But the amendment does not explicitly undo the law, meaning abortion-rights advocates will need to sue to overturn the ban.

The campaign against the amendment, Missouri Stands with Women, pledged Tuesday to continue fighting it.

“Life supporters will not sit back and watch as Big Abortion works to dismantle all the health and safety protections put in place to protect women and babies,” Missouri Stands with Women spokesperson Stephanie Bell said in a statement.

Voters in eight other states decided Tuesday whether to add the right to abortion to their state constitutions.

The Missouri measure allows the state legislature to enact restrictions or bans on abortion after viability — a sticking point for some abortion-rights supporters. The term “viability” is used by health care providers to describe whether a pregnancy is expected to continue developing normally or whether a fetus might survive outside the uterus. Though there’s no defined time frame, doctors say it is sometime after the 21st week of pregnancy.

Advocates had worried that failing to include such limits would sink their chances of passing abortion protections. But others cautioned against giving the state’s Republican-controlled Legislature the power to enact regulations that could effectively end access to the measure.

The campaign ultimately made room for restrictions on late-term abortions in the Missouri Amendment.

Just getting on Missouri’s ballot was an uphill battle. The Republican attorney general and auditor fought publicly over the estimated cost of the amendment.

Attorney General Andrew Bailey argued the amendment would cost $51 billion in lost tax revenue because allowing abortions could mean fewer residents. The auditor and judges disagreed, instead setting the cost estimate closer to $51,000.

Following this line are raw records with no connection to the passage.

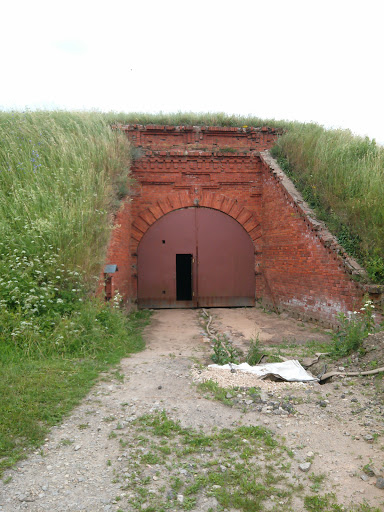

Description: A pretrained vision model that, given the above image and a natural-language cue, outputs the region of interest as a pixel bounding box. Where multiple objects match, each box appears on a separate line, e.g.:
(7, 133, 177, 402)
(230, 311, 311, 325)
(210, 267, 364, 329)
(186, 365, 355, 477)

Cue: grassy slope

(271, 125, 384, 283)
(0, 111, 131, 278)
(0, 111, 148, 475)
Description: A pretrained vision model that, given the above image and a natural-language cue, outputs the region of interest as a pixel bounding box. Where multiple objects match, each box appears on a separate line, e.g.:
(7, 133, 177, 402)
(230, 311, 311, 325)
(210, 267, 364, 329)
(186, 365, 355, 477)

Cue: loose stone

(299, 462, 311, 472)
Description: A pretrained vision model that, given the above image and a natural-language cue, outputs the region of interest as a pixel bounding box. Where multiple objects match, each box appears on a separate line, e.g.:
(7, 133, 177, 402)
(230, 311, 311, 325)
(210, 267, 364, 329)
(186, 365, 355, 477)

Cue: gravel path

(0, 309, 383, 511)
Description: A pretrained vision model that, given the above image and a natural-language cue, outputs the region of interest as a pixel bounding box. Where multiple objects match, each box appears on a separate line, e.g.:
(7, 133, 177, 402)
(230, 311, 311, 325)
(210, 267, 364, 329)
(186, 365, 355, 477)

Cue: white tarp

(208, 360, 318, 382)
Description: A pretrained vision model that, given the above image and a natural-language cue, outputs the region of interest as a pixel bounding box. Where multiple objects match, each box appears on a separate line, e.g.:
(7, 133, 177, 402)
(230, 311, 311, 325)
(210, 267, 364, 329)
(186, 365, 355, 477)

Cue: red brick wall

(103, 125, 373, 325)
(260, 153, 363, 324)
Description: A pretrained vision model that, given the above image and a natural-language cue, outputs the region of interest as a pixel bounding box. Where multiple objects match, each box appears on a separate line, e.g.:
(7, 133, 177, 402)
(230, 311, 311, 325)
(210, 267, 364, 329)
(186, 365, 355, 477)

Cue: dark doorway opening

(176, 254, 193, 300)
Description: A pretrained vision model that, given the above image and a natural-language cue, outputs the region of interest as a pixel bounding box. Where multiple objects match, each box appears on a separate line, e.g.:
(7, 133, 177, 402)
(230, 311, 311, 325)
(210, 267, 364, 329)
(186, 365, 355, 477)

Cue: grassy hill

(0, 110, 383, 475)
(0, 111, 149, 474)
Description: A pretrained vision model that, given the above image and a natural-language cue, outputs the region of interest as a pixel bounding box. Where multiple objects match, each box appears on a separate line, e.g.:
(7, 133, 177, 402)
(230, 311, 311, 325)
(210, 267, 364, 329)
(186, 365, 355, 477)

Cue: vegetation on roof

(101, 111, 291, 129)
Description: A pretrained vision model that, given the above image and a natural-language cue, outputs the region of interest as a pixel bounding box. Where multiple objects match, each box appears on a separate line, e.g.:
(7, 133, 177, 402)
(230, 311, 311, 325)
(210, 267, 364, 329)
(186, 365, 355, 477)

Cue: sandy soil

(207, 307, 331, 345)
(0, 308, 383, 511)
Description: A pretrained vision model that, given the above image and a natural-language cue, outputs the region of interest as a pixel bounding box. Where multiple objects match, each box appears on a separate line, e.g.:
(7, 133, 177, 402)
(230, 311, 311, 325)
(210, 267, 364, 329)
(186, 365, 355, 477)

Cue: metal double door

(138, 207, 255, 308)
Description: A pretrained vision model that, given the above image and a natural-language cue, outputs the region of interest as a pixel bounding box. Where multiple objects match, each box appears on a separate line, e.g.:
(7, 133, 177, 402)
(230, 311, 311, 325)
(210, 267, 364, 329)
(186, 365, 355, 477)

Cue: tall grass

(271, 124, 384, 282)
(102, 111, 292, 130)
(0, 111, 131, 280)
(0, 111, 148, 475)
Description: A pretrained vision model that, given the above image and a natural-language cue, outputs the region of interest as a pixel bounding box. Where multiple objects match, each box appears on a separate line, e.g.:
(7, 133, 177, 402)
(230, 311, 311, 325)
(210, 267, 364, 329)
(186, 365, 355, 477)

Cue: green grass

(0, 111, 132, 279)
(106, 410, 379, 512)
(197, 380, 234, 406)
(101, 111, 291, 130)
(271, 125, 384, 283)
(0, 309, 150, 476)
(0, 111, 150, 476)
(128, 411, 289, 511)
(246, 334, 264, 365)
(304, 493, 382, 512)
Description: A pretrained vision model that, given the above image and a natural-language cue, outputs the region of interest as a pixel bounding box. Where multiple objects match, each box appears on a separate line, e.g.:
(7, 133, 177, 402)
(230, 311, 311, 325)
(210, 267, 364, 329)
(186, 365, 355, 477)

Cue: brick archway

(102, 125, 374, 324)
(131, 190, 262, 253)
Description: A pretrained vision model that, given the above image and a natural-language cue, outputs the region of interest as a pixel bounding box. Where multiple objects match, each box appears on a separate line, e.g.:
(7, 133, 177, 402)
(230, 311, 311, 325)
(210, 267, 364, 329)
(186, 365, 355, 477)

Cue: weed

(211, 334, 240, 365)
(246, 334, 263, 365)
(331, 299, 376, 357)
(197, 380, 233, 406)
(103, 416, 116, 423)
(304, 493, 333, 511)
(141, 452, 163, 465)
(308, 472, 326, 492)
(271, 127, 384, 284)
(110, 370, 124, 383)
(59, 439, 73, 446)
(136, 410, 183, 437)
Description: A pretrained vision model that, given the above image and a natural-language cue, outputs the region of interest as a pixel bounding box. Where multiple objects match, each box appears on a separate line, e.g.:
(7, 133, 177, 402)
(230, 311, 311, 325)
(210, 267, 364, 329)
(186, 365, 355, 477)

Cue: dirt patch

(0, 308, 383, 512)
(208, 307, 331, 346)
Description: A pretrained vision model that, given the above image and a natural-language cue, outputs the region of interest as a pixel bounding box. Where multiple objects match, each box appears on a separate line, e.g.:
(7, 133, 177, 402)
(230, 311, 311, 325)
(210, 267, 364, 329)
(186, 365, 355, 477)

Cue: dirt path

(1, 309, 383, 511)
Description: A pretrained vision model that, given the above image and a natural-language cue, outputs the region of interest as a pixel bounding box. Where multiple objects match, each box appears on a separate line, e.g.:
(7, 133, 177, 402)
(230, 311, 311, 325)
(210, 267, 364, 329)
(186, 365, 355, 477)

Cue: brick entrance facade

(103, 125, 380, 325)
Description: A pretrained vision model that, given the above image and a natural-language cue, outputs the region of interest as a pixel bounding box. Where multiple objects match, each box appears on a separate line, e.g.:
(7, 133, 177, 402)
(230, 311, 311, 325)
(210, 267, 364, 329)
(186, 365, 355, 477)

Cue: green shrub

(331, 298, 376, 357)
(246, 335, 263, 366)
(211, 335, 240, 365)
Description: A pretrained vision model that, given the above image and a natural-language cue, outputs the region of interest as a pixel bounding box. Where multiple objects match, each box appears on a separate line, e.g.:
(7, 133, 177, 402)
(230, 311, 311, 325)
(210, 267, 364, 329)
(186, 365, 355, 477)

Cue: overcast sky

(1, 0, 383, 143)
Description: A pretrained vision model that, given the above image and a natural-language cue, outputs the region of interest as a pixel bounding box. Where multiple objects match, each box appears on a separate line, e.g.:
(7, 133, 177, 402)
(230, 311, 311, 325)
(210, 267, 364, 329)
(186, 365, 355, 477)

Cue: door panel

(137, 207, 255, 308)
(196, 209, 255, 307)
(138, 209, 197, 308)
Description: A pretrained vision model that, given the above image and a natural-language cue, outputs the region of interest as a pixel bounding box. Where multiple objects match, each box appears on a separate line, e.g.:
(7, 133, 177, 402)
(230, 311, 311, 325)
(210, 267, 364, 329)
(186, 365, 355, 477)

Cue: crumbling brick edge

(260, 150, 384, 311)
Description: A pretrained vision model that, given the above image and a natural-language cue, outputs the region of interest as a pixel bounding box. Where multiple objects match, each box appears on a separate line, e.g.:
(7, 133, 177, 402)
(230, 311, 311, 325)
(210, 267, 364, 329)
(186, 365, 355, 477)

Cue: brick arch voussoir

(132, 191, 261, 252)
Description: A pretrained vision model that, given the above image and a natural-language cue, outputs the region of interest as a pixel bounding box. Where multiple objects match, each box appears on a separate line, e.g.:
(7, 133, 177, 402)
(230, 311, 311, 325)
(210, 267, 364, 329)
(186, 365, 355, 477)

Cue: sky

(1, 0, 384, 143)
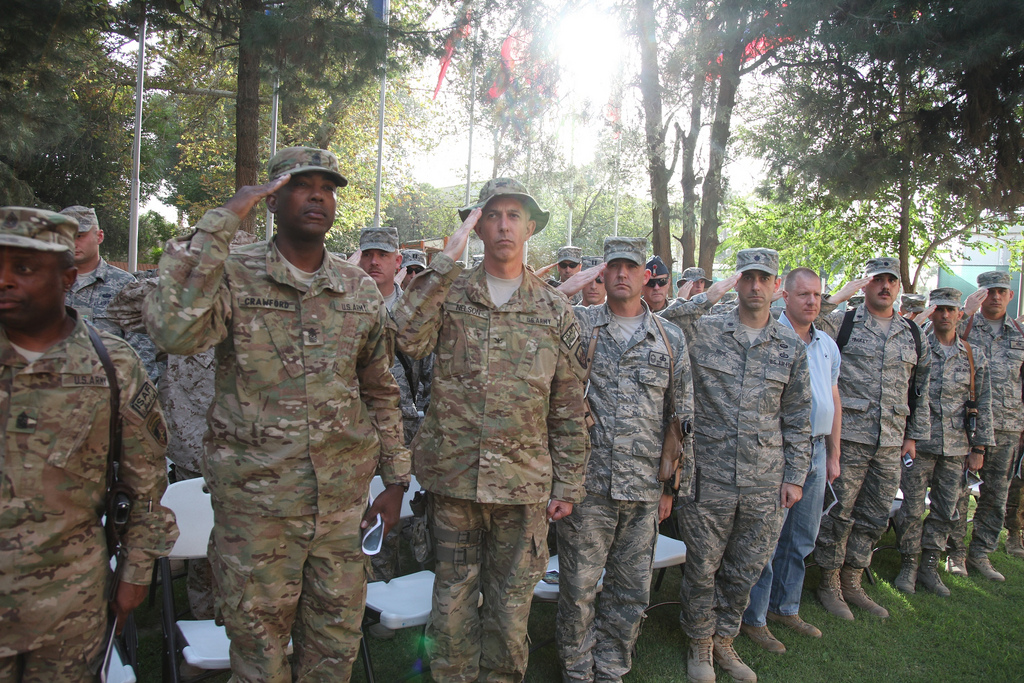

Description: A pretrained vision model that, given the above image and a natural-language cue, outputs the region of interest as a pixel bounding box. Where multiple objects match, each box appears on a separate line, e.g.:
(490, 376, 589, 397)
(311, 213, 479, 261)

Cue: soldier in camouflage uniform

(660, 249, 813, 683)
(946, 271, 1024, 578)
(401, 248, 428, 290)
(892, 288, 994, 596)
(677, 267, 713, 300)
(641, 256, 671, 313)
(143, 147, 411, 682)
(579, 256, 606, 306)
(553, 237, 693, 682)
(813, 258, 931, 619)
(59, 205, 161, 381)
(0, 207, 177, 681)
(547, 246, 583, 305)
(393, 178, 590, 683)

And a Missouri appeals court last year ruled against Republican Secretary of State Jay Ashcroft’s summaries of the ballot measures, which described proposed amendments as allowing “dangerous and unregulated abortions until live birth.” Judges ruled Ashcroft’s language was politically partisan.

Republicans nationwide have been trying for years to raise the bar for voter-referred constitutional amendments to be put on the ballot, as well as raise the threshold for those amendments to be enacted.

GOP infighting and a record-breaking, 50-hour Democratic filibuster in May killed the latest Republican push to make amending Missouri’s constitution harder, an effort that in part had been aimed at thwarting an upcoming ballot measure on abortion rights.

Missouri requires a simple majority to pass constitutional amendments.

The latest challenge to the amendment was raised by abortion opponents and Republican state lawmakers who argued that voters were not informed about the list of abortion laws it could repeal. The Missouri Supreme Court disagreed, requiring Ashcroft to place the measure on the ballot.

Missouri voters also approved measures to prohibit ranked-choice voting and to raise the minimum wage gradually from $13.75 to $15 an hour and require paid sick leave. They rejected a measure that would have allowed a casino at the Lake of the Ozarks.